Je me promis de retourner un jour dans ce Viêt-nam-là et de l'aller saluer à partir de Hanoi l'inaccessible, dont j'avais des mois durant suivi la lutte. Je m'y rendis dix-huit ans plus tard et c'est au retour de ce second séjour au Viêt-nam que je rencontrai le Professeur Trinh Van Thao.
Cette enquête s'imposa donc d'elle-même. Elle s'installa dans le chevauchement des paroles, la spirale des souvenirs, les interruptions du récit, les trous de la mémoire et les spéculations du silence. Parce que "la réalité est la moins saisissable des vérités", la vérité des ralliés -double? triple?- se révéla plus insaisissable encore. Très vite d'ailleurs, elle m'importa presque moins que l'étrange récit que ces hommes en faisaient. Racontée, l'aventure demeurait indicible. Faisant en effet apparaître la crudité et l'ambiguïté de l'histoire coloniale, elle débouchait nécessairement sur une question plus crue et ambiguë encore: l'indépendance, quels résultats?
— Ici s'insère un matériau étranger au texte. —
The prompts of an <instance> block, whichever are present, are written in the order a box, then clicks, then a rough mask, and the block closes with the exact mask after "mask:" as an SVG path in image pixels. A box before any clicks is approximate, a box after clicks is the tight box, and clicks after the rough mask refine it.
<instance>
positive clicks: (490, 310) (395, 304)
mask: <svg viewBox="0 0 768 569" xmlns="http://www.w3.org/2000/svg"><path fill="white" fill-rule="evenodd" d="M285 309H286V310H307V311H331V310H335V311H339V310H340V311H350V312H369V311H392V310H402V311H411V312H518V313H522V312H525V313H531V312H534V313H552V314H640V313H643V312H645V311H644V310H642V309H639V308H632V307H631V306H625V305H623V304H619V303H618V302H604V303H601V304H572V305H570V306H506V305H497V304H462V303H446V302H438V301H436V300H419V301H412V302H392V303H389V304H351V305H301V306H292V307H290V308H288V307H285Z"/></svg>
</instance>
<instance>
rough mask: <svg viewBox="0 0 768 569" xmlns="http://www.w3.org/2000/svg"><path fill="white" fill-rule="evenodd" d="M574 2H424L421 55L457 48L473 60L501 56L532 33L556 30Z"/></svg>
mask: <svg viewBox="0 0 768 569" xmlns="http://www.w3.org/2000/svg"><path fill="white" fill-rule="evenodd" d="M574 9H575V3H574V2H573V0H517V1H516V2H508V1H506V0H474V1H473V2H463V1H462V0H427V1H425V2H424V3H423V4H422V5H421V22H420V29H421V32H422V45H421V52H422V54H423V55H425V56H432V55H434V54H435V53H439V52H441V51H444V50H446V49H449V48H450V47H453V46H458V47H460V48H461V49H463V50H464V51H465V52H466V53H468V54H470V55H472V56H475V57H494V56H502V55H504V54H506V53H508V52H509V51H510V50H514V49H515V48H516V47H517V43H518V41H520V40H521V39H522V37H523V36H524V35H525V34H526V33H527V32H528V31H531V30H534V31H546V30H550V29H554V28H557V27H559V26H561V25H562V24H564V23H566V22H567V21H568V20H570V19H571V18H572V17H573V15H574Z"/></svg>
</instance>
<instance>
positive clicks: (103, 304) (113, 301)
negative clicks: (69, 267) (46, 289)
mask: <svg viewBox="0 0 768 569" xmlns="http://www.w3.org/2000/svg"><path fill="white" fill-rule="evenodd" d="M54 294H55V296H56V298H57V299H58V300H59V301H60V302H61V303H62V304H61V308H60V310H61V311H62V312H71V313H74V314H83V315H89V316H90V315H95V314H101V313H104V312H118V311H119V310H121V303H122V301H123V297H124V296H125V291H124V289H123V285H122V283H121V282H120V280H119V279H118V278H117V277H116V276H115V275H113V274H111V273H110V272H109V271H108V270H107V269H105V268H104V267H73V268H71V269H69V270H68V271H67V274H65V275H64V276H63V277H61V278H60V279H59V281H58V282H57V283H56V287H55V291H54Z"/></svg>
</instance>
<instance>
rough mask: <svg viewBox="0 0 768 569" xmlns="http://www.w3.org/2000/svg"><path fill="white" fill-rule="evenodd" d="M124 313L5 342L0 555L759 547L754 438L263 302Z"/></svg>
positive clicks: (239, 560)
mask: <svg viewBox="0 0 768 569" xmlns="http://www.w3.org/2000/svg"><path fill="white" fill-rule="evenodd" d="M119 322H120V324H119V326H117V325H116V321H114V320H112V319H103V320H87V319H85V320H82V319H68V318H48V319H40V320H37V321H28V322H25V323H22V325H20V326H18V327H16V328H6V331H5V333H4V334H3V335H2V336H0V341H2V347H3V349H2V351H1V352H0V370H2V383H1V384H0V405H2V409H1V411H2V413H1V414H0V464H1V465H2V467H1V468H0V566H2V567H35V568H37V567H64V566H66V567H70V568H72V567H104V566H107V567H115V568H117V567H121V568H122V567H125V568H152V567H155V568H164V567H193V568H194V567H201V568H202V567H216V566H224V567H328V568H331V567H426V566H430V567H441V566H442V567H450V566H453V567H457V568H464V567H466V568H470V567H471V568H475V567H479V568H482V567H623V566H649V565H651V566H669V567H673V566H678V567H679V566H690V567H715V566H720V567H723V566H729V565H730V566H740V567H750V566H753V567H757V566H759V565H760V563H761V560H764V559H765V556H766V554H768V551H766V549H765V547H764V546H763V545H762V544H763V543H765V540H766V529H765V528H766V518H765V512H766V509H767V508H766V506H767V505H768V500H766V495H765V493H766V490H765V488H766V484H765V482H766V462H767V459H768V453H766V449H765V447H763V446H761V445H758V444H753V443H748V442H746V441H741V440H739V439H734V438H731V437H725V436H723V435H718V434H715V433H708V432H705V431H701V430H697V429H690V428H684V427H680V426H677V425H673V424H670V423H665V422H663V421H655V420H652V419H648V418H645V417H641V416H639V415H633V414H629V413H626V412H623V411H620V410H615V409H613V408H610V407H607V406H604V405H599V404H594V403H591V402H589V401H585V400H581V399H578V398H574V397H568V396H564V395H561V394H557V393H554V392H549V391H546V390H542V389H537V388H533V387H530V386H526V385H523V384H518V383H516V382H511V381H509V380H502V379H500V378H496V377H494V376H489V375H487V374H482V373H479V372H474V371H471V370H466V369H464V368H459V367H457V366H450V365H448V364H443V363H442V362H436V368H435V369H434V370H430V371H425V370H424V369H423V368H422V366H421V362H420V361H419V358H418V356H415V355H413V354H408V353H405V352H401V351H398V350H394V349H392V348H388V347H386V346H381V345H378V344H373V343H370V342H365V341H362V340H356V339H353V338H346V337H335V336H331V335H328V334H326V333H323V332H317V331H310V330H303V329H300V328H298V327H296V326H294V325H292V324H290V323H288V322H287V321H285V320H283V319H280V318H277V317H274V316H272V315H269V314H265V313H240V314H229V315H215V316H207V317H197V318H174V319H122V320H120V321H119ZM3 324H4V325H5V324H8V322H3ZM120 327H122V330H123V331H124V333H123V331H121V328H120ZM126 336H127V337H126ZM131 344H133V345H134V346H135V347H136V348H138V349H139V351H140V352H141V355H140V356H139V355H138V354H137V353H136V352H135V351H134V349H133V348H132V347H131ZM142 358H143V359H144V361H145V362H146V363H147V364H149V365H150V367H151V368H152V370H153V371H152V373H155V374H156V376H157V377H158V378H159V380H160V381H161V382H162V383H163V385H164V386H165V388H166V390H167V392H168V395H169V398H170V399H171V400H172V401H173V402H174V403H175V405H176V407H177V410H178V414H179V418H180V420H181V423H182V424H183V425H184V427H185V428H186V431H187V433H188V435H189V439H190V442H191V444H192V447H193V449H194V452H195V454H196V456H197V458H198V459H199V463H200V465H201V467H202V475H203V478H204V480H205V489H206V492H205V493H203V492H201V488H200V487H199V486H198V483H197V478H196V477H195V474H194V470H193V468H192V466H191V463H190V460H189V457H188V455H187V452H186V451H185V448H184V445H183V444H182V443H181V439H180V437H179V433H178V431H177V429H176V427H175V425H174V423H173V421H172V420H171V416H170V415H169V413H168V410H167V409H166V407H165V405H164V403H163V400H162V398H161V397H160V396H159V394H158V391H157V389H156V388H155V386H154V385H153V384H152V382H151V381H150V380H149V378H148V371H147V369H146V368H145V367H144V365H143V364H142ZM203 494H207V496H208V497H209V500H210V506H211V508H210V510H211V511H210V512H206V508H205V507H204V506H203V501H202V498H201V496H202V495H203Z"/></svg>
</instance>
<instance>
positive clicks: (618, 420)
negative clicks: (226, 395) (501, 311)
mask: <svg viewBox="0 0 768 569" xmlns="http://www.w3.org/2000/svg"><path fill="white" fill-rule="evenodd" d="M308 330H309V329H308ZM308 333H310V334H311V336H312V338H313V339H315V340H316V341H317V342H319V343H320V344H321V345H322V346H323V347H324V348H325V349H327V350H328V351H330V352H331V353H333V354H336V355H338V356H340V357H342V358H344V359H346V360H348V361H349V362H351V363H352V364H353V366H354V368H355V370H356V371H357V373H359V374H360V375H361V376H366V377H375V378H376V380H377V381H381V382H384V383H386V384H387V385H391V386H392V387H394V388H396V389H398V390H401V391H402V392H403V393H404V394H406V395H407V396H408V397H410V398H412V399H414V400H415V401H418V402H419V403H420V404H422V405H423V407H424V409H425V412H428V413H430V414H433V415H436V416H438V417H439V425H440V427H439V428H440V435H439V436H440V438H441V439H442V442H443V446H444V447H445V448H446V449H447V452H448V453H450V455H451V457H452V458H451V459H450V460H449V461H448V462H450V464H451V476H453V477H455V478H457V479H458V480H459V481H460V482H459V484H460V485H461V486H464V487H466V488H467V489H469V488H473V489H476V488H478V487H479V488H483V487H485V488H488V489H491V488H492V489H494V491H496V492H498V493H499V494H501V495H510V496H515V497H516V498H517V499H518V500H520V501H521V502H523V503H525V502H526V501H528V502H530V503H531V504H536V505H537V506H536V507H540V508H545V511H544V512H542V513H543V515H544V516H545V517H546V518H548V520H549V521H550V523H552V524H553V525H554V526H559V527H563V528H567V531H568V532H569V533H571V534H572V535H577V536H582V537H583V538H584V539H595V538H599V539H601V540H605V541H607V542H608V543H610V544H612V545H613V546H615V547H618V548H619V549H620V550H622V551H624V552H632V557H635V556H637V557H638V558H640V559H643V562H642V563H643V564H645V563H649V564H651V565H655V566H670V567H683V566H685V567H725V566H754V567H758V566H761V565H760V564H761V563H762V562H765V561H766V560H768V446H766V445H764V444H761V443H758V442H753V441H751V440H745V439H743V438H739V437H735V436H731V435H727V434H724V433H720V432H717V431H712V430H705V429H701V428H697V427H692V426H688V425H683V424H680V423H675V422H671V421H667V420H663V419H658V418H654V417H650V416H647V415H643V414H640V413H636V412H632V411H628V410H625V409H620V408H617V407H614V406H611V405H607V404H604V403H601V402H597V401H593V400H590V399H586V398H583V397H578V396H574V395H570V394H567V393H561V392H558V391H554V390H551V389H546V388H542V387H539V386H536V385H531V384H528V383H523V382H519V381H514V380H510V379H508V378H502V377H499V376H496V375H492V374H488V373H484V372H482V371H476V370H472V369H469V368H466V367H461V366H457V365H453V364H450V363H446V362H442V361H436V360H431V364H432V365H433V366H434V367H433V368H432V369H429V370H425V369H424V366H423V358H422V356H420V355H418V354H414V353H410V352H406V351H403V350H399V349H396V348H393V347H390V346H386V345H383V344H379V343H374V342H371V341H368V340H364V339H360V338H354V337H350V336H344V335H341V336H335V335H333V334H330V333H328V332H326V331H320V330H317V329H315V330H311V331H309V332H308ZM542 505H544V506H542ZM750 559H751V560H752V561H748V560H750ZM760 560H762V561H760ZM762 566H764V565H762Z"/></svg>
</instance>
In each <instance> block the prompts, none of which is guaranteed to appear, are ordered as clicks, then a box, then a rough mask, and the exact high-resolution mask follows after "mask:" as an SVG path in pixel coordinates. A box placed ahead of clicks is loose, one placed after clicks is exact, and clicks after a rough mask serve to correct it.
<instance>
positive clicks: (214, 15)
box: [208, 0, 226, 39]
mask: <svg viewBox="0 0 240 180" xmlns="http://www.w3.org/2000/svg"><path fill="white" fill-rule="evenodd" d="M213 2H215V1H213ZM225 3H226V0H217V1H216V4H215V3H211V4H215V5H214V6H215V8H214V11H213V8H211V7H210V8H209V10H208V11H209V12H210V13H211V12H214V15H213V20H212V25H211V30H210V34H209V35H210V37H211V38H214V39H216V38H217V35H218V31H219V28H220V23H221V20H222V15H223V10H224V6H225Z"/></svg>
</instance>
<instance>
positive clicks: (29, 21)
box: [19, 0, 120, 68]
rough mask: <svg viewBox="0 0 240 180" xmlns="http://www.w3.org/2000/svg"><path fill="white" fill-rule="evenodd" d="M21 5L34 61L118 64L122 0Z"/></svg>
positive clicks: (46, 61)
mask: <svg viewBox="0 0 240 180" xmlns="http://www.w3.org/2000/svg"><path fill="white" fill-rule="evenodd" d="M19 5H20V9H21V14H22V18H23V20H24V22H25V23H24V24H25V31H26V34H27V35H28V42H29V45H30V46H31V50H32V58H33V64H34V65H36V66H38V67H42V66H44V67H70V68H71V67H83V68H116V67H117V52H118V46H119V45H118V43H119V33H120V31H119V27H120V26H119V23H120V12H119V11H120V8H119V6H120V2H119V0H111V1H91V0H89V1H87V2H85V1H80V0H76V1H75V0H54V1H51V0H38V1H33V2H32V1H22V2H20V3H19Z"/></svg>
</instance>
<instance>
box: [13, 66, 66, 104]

Ce voyage sur leurs pas a commencé au Maroc par une série d'entretiens avec ces anciens combattants marocains, leur épouse vietnamienne et leurs enfants. Il a été suivi de quelques entretiens avec des responsables marocains. Il s'est terminé par un séjour au Nord Viêt-nam, où j'ai rencontré une petite dizaine de cadres jadis mêlés au séjour des Marocains dans leur pays. Par recoupements apparurent ainsi contradictions, compléments d'information, confirmations. Le recours aux archives du Quai d'Orsay et de l'armée française me permit par ailleurs de rabouter des continuités rompues, de rétablir des causalités perdues, de retrouver des voix disparues. Il suffisait alors parfois de peu pour que la perspective, mouvante, de ma reconstruction en soit modifiée d'autant. Mais si cette aventure s'est ainsi éclaircie en se ramifiant, elle n'est pour autant jamais devenue limpide. Cette opacité ultime en fait toutefois la dimension puisqu'à simplement vouloir la percer, on mesure l'aveuglement de celui qui prendrait pour son écorce le limon du sens.